Q. My son just started a part-time job and he wants to save some of his money for a long-term goal, like a car. I think he should save for college instead. How do we agree?
A. Best of luck to your son in his new job and it’s great to hear that he would like to start saving some of his hard-earned cash.
Aside from learning how to be a responsible employee this is the perfect time for him to become familiar with budgeting and setting goals, said Claudia Mott, a certified financial planner with Epona Financial Solutions in Basking Ridge.
“Throughout life we have to constantly reassess our savings needs and how best to achieve them whether it is for retirement, a new home, college savings or a great vacation,” she said.
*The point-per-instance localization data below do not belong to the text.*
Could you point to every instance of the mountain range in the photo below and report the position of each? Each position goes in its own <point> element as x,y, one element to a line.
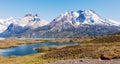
<point>68,24</point>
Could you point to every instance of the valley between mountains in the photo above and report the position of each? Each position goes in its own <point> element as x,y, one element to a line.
<point>95,35</point>
<point>68,24</point>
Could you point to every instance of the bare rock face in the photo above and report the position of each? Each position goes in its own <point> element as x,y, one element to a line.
<point>105,57</point>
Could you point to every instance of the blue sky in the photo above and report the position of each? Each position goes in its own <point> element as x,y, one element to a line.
<point>49,9</point>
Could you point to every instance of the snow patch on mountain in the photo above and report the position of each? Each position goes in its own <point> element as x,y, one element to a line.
<point>81,17</point>
<point>4,23</point>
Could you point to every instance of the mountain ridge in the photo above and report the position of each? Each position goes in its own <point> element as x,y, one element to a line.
<point>69,24</point>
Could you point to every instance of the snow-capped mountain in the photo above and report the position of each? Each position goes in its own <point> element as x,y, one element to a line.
<point>84,17</point>
<point>68,24</point>
<point>28,22</point>
<point>32,21</point>
<point>75,24</point>
<point>4,23</point>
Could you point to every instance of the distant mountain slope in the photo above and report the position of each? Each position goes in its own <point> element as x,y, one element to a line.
<point>75,24</point>
<point>28,22</point>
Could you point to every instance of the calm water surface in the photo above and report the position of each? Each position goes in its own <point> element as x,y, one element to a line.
<point>26,49</point>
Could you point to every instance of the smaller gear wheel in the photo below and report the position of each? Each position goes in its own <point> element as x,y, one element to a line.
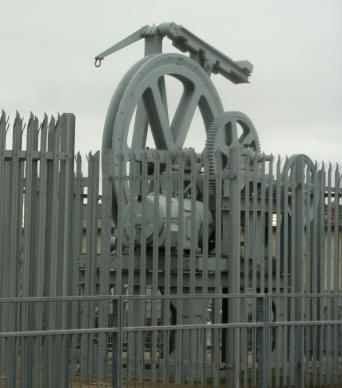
<point>227,129</point>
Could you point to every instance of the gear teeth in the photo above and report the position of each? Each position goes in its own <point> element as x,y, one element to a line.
<point>217,125</point>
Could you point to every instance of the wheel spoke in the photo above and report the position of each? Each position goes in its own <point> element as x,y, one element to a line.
<point>184,115</point>
<point>158,118</point>
<point>140,128</point>
<point>234,137</point>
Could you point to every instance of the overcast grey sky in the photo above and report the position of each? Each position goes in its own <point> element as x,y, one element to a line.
<point>295,94</point>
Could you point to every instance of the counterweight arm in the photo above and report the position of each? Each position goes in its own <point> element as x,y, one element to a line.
<point>211,59</point>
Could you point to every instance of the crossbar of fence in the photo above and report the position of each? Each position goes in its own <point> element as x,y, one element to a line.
<point>123,366</point>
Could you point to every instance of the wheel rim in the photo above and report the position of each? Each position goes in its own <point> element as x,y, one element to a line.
<point>142,90</point>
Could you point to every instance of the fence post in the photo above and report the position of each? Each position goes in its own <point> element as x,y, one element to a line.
<point>263,357</point>
<point>234,263</point>
<point>299,270</point>
<point>117,342</point>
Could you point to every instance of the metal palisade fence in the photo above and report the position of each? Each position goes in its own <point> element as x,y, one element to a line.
<point>186,269</point>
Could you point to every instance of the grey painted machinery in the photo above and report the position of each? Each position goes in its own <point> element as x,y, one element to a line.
<point>141,97</point>
<point>139,105</point>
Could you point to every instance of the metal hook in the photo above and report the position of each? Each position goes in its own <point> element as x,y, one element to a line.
<point>98,61</point>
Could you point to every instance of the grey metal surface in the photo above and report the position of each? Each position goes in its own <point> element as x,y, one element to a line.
<point>122,364</point>
<point>220,267</point>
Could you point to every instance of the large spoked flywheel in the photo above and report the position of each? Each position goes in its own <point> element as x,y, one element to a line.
<point>142,94</point>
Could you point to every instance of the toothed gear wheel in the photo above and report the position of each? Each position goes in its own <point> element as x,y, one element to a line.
<point>227,129</point>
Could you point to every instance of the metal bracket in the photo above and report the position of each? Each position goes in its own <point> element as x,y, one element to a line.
<point>211,59</point>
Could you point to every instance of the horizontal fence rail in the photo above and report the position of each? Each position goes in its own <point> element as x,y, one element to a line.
<point>264,347</point>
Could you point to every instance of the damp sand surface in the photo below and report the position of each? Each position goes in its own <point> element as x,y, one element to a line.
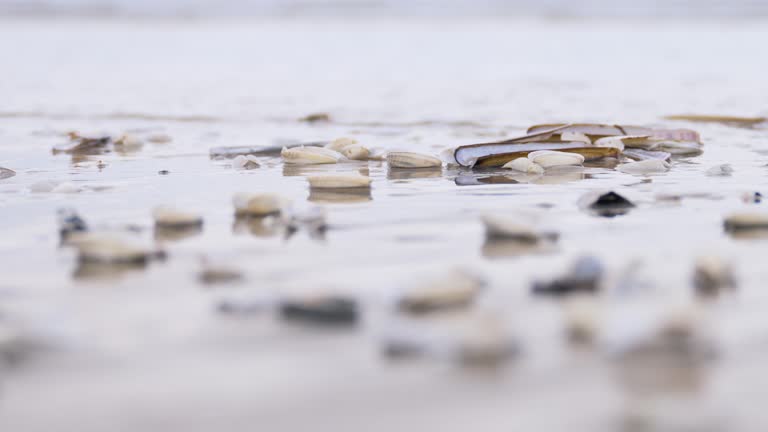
<point>144,349</point>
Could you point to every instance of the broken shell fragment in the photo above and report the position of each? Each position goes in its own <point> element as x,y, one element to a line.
<point>111,248</point>
<point>339,181</point>
<point>321,309</point>
<point>340,143</point>
<point>723,170</point>
<point>649,166</point>
<point>457,289</point>
<point>310,155</point>
<point>549,158</point>
<point>712,275</point>
<point>412,160</point>
<point>260,204</point>
<point>524,165</point>
<point>168,217</point>
<point>606,204</point>
<point>746,221</point>
<point>6,173</point>
<point>584,277</point>
<point>245,162</point>
<point>511,228</point>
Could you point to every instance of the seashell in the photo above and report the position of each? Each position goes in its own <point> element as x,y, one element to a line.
<point>606,204</point>
<point>167,217</point>
<point>640,154</point>
<point>261,204</point>
<point>412,160</point>
<point>355,152</point>
<point>340,143</point>
<point>110,248</point>
<point>457,289</point>
<point>159,138</point>
<point>321,309</point>
<point>711,275</point>
<point>339,181</point>
<point>510,228</point>
<point>66,187</point>
<point>549,158</point>
<point>746,221</point>
<point>723,170</point>
<point>70,222</point>
<point>129,142</point>
<point>584,277</point>
<point>310,155</point>
<point>524,165</point>
<point>245,162</point>
<point>6,173</point>
<point>649,166</point>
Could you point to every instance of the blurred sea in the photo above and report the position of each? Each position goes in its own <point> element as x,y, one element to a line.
<point>389,8</point>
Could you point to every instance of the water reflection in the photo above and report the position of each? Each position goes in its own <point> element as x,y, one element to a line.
<point>352,195</point>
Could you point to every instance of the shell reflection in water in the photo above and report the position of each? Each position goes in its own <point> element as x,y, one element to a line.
<point>340,195</point>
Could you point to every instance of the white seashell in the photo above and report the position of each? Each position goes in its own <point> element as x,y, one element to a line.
<point>524,165</point>
<point>129,142</point>
<point>648,166</point>
<point>261,204</point>
<point>110,248</point>
<point>747,220</point>
<point>43,186</point>
<point>456,289</point>
<point>355,152</point>
<point>712,274</point>
<point>720,170</point>
<point>245,162</point>
<point>339,181</point>
<point>412,160</point>
<point>66,187</point>
<point>551,158</point>
<point>159,138</point>
<point>310,155</point>
<point>340,143</point>
<point>167,217</point>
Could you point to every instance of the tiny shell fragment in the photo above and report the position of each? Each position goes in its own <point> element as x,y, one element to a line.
<point>412,160</point>
<point>339,181</point>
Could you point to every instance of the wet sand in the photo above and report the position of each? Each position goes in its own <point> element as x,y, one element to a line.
<point>144,349</point>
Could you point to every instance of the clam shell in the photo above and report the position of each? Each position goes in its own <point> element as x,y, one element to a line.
<point>245,162</point>
<point>261,204</point>
<point>356,152</point>
<point>648,166</point>
<point>310,155</point>
<point>339,181</point>
<point>746,220</point>
<point>412,160</point>
<point>168,217</point>
<point>524,165</point>
<point>549,158</point>
<point>456,289</point>
<point>110,248</point>
<point>340,143</point>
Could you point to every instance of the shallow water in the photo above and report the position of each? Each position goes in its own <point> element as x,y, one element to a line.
<point>144,348</point>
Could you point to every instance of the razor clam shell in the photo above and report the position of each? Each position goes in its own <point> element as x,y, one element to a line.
<point>310,155</point>
<point>168,217</point>
<point>746,221</point>
<point>640,154</point>
<point>524,165</point>
<point>649,166</point>
<point>456,289</point>
<point>339,181</point>
<point>262,204</point>
<point>589,153</point>
<point>549,158</point>
<point>412,160</point>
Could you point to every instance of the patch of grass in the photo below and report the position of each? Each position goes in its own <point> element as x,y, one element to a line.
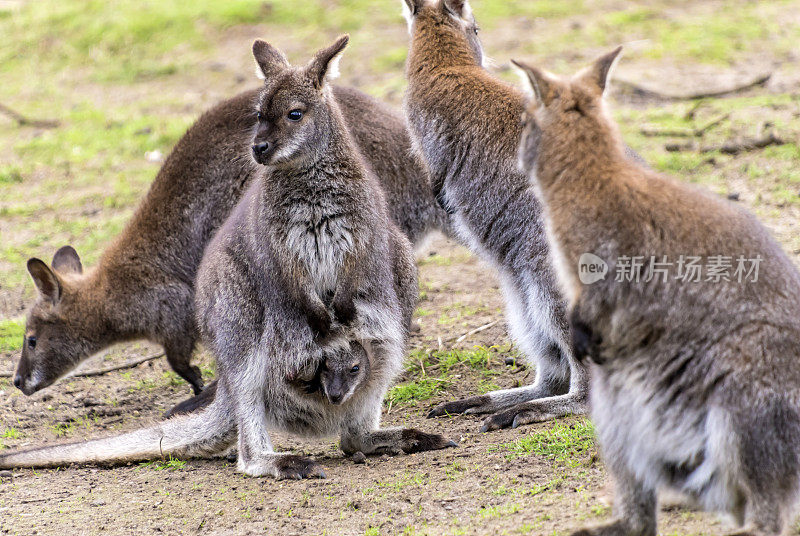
<point>431,373</point>
<point>12,334</point>
<point>169,464</point>
<point>12,433</point>
<point>488,512</point>
<point>566,443</point>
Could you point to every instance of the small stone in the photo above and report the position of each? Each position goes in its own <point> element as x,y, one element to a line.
<point>154,156</point>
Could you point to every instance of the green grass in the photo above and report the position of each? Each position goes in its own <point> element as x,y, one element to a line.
<point>432,373</point>
<point>568,444</point>
<point>169,464</point>
<point>12,334</point>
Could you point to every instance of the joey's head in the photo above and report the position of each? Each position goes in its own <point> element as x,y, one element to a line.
<point>566,117</point>
<point>294,110</point>
<point>446,29</point>
<point>343,371</point>
<point>60,331</point>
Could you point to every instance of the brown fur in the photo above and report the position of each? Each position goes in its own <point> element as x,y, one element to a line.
<point>695,384</point>
<point>143,286</point>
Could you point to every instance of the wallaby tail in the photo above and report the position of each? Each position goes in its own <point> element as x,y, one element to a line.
<point>200,434</point>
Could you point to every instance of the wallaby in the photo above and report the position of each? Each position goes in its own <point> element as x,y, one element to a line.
<point>695,379</point>
<point>313,208</point>
<point>143,286</point>
<point>465,124</point>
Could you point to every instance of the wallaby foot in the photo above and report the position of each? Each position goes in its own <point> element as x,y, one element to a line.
<point>281,466</point>
<point>473,404</point>
<point>179,358</point>
<point>499,400</point>
<point>197,402</point>
<point>618,527</point>
<point>394,441</point>
<point>544,409</point>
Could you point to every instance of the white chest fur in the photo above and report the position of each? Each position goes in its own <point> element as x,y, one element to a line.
<point>321,239</point>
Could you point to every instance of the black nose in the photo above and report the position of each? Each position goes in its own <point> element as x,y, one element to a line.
<point>260,148</point>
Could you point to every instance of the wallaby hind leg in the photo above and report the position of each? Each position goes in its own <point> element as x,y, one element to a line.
<point>256,455</point>
<point>544,409</point>
<point>196,403</point>
<point>179,356</point>
<point>362,434</point>
<point>635,510</point>
<point>552,380</point>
Regardless of how his earnings are to be used, Mott said, you and your son should review his paychecks to determine what he has available and what expenses he has that need to be met first such as his meals at work or his gas to get there. This will introduce him to the concept of budgeting and knowing the available “cash flow” that can be used to meet savings goals.
Mott said he may want to use an app on his phone or computer that links to his bank account to help him understand where he spends his money. There is no time like the present to become a responsible and knowledgeable spender, she said.
Often the decision of how to allocate between goals requires prioritizing and compromise and both your goals are worthwhile.
“The decision of how he should set aside his extra earnings is a perfect opportunity for you to discuss college and how it will be funded,” Mott said. “This is an important conversation to have early on so that your son knows what you are going to be able to provide in terms of support, whether he will qualify for financial aid and what expenses he may need to be responsible for.”
Every family handles college costs differently and together you need to decide what you expect his contribution to be so that he has a savings goal to work towards, she said.
Your son’s desire to save for a car is another important conversation.
He may be more motivated to set aside some of his earnings for a goal that he has come up with himself so striking a balance between the two could enable you to come to an agreement more easily, Mott said.
“If the car is something that isn’t going to be purchased until after he graduates college, then perhaps a lesser amount of his paycheck could be put towards this goal,” she said.